Les enquêteurs retracent le point de départ. Théo V., alternant dans une agence Adecco de Besançon, accède aux fichiers contenant les données personnelles et bancaires de milliers d’intérimaires. Sur son temps libre, il fréquente des forums sur le darkweb. Un jeune pirate informatique, à peine plus âgé que lui, le contacte et lui demande de l’aide. Théo fournit ses identifiants. Le hacker et sa bande récupèrent alors le fichier complet. Ils lancent une série de prélèvements en masse, orchestrés depuis l’ombre et sous couvert d’une société écran baptisée « Serflex ».

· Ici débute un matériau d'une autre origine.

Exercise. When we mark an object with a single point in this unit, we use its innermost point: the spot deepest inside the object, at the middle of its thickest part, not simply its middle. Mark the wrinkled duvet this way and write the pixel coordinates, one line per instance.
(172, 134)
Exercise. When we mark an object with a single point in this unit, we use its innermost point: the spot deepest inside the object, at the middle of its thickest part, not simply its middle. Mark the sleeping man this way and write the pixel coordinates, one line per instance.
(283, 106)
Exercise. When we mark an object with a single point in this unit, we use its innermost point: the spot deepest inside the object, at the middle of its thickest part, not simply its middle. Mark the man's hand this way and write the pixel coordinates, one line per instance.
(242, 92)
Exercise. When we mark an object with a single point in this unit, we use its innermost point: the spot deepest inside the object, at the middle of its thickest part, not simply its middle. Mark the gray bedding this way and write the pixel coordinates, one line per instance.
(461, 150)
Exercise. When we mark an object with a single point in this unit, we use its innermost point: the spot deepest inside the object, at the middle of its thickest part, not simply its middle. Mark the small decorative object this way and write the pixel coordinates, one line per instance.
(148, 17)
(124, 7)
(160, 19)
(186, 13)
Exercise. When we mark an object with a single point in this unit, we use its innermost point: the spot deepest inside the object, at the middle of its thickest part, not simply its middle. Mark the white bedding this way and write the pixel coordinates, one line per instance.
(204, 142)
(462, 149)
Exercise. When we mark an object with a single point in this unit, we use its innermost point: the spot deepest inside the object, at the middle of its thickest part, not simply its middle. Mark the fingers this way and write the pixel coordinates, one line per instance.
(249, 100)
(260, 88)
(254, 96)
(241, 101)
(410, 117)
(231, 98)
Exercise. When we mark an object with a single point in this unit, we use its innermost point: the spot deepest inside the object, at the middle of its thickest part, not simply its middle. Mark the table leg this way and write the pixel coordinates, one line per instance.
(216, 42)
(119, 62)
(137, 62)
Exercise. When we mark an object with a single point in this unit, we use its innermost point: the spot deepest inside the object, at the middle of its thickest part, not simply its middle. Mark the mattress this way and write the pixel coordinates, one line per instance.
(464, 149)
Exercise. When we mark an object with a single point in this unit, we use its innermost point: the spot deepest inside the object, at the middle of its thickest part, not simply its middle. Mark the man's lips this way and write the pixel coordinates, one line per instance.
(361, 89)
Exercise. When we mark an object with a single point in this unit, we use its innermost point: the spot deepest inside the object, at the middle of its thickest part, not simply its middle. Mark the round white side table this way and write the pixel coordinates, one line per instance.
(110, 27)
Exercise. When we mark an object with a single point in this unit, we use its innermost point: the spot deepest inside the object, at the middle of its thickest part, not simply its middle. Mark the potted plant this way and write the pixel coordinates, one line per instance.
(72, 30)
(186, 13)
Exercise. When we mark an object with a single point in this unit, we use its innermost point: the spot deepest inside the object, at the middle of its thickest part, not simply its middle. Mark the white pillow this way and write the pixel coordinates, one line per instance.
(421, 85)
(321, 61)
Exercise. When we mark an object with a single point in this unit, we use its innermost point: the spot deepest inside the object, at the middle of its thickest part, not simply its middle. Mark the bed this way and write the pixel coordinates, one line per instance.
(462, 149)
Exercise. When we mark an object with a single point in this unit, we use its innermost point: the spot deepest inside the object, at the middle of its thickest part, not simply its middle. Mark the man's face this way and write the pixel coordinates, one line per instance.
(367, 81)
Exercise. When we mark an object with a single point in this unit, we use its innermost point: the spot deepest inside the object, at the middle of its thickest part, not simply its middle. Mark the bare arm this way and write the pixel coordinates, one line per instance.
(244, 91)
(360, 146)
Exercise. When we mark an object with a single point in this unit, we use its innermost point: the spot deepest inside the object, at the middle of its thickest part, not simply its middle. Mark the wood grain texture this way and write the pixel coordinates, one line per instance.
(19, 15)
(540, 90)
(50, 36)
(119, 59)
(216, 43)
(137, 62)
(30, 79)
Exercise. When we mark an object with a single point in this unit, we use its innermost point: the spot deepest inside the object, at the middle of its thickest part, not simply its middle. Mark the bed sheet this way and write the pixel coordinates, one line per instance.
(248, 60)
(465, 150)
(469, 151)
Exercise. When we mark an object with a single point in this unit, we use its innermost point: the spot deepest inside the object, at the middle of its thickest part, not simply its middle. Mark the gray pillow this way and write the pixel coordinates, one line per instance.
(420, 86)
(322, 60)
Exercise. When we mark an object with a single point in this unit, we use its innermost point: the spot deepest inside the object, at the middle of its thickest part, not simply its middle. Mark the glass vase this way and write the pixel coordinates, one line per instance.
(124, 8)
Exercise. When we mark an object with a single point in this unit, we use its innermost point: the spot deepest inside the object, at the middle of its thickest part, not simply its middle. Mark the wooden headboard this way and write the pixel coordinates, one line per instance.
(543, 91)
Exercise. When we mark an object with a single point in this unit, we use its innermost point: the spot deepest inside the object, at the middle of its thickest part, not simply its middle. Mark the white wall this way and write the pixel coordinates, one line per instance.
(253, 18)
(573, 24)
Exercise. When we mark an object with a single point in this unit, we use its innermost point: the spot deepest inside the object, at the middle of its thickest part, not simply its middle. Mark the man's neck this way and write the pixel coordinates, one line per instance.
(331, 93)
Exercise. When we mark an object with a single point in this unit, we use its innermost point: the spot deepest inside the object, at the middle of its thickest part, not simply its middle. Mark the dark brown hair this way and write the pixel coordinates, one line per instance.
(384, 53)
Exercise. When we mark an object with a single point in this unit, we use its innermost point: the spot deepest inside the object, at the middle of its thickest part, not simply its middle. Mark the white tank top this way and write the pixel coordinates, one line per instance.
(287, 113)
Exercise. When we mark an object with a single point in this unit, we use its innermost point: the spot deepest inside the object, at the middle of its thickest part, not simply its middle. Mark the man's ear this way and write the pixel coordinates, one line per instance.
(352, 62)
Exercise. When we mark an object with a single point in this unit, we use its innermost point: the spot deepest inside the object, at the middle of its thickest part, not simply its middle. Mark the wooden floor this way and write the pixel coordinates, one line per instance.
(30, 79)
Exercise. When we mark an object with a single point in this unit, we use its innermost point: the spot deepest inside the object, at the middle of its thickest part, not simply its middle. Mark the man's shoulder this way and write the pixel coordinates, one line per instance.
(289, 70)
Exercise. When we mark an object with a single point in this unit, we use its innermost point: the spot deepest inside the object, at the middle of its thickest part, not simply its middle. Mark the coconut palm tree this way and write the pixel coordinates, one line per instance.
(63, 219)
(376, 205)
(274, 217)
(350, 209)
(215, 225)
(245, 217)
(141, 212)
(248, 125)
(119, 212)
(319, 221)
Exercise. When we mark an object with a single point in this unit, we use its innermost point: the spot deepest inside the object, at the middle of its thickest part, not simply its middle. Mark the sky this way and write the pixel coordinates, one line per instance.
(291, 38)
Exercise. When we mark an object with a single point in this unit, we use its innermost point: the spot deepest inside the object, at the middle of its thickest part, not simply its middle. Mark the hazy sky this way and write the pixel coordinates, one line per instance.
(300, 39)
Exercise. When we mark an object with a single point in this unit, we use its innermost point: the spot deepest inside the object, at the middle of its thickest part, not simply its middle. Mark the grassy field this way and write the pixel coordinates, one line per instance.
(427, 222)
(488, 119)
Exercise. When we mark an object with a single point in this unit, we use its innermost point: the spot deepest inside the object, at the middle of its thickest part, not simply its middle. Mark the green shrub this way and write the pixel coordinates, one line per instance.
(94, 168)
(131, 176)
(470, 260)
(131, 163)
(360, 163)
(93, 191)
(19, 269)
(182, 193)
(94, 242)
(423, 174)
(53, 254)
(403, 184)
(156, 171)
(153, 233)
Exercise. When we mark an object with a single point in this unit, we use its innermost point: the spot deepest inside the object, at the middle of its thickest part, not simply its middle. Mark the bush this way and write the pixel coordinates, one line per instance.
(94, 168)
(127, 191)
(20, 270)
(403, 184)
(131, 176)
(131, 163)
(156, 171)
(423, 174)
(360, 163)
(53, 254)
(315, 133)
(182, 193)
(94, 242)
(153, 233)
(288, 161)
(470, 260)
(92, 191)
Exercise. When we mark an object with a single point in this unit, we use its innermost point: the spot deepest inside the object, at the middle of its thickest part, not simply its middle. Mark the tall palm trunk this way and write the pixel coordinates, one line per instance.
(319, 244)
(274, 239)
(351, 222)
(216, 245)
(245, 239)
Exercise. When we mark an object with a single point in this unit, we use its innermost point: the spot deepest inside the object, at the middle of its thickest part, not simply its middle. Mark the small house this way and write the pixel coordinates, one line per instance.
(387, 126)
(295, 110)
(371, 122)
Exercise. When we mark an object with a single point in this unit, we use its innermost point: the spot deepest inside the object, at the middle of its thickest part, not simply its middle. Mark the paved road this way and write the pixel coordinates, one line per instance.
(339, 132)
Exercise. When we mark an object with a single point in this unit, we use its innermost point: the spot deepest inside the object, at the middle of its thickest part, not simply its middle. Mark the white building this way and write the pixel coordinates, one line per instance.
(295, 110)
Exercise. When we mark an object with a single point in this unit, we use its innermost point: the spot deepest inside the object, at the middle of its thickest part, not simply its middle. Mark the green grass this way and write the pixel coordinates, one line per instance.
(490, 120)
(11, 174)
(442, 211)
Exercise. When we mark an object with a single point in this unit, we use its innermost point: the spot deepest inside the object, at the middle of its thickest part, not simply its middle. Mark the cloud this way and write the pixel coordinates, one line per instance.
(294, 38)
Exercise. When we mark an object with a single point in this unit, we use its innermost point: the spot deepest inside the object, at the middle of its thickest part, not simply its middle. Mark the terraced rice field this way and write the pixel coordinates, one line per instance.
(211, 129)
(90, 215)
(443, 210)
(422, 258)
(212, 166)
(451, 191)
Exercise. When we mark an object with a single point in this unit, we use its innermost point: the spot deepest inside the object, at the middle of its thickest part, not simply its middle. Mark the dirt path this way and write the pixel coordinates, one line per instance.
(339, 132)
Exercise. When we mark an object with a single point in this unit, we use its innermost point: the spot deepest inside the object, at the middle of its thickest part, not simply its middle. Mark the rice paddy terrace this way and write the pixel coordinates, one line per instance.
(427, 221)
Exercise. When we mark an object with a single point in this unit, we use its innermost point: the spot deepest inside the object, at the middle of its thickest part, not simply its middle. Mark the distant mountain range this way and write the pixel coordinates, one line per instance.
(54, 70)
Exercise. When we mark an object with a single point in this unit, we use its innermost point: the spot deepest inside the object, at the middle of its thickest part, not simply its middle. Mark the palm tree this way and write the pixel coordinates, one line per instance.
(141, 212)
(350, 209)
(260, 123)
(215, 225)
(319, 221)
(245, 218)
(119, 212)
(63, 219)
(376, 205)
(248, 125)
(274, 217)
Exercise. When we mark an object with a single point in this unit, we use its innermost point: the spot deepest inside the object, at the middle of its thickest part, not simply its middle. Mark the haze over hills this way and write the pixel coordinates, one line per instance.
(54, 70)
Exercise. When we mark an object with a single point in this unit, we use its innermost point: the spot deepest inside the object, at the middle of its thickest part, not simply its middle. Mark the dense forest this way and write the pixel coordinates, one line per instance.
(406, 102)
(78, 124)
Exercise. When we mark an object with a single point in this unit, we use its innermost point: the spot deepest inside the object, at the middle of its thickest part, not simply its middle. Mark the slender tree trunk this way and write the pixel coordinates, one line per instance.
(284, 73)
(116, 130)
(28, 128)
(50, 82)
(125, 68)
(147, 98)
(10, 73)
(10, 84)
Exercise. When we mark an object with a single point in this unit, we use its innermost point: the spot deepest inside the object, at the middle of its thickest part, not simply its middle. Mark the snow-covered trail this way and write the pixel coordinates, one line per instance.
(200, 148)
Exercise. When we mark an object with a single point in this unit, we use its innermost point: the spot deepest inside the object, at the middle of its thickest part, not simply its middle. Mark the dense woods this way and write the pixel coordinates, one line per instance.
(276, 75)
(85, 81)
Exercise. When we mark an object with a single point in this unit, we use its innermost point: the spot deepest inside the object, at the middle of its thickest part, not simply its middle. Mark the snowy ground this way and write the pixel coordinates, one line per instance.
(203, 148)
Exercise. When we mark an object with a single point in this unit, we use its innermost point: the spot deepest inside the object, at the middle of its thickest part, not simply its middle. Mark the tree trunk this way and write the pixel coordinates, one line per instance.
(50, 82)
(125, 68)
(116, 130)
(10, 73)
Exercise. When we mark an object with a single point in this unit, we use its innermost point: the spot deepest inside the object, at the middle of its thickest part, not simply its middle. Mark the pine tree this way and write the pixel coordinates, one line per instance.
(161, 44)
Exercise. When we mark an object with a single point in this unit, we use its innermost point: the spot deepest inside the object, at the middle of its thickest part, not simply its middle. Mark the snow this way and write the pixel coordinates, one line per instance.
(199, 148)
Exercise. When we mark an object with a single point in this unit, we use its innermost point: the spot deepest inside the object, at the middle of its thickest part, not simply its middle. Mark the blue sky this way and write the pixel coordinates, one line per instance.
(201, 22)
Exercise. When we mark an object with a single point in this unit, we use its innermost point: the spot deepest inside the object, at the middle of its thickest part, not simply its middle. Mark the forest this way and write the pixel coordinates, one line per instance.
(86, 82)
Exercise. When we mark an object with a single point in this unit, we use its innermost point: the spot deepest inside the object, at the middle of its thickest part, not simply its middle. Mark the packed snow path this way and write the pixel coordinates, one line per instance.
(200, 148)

Les avocats qualifient cette affaire de « délinquance 2.0 ». Me Jean-François Barre, représentant plusieurs victimes, décrit le rôle de l'alternant : « C’était un cheval de Troie ». Ni virus, ni logiciel caché : la porte d’entrée se trouvait dans la confiance accordée à un membre du personnel, recruté sur sa capacité à travailler… pas sur sa résistance à la manipulation.

La majorité des victimes récupère l’argent perdu grâce à leur banque. Pourtant, tous ne dormiront plus sur leurs deux oreilles. Les hackers disposent désormais de noms, adresses, coordonnées bancaires, parfois même de documents d’identité. Ce sont les principales données qui permettent aux prédateurs d'agir : soit via la demande de rançon, soit en siphonnant les comptes bancaires de leurs victimes.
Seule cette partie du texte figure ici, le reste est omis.